他の人の青春時代を覗き見するのはとても楽しい。著者のことは地名度の割にはよく知らない。評価が分かれている人であることは理解している、あとは報道で聞きかじったくらいのことだ。ただ、この本は素晴らしい。学生時代に酒を飲んでいて、というおきまりのフォーマットなのだが、そこに流れている時間がうんざりするほど濃密で、うらやましくなるほど考え、そして学んでいる。知を吸い込む音が聞こえてくるくらいだ。

自分にそういう時代、いや、大げさだ、時期があったのか、と聞かれるとなかったとは言い切れない。しかし「あったよ」と、さりげなくけれども胸を張っていうほどの自信もない。極めて曖昧で、そして、ごくフツーの時間なので、卑下する必要もないのだけれども、他人を羨んでしまう程度のものであることに、ちょっとがっかりしてしまうのだ。濃いだけが人生ではない。けれども、薄いのはやっぱり嫌だなと。でも戻れない。

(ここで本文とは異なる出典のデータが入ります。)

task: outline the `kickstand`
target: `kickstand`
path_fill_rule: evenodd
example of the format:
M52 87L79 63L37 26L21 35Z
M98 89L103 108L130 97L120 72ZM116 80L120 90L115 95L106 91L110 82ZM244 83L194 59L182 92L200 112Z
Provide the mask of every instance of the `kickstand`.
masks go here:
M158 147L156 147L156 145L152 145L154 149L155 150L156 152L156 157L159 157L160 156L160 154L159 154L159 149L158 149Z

これからでも遅くない、という程度でなにか学ぼうと思っても、それくらいの動機では自分自身にしっかりと根を下ろしてしまっている日常には抗えない。もっと純粋で、強い動機があるにこしたことはない。この本を読むと「うわ、勉強したい。いろいろと学んでみたい」とクッキリと、それこそ、焦りにも似た気持ちが芽生えてくる。失った時間を取り戻すことはできないけれど、これからの時間を失うことは、まだ回避できる。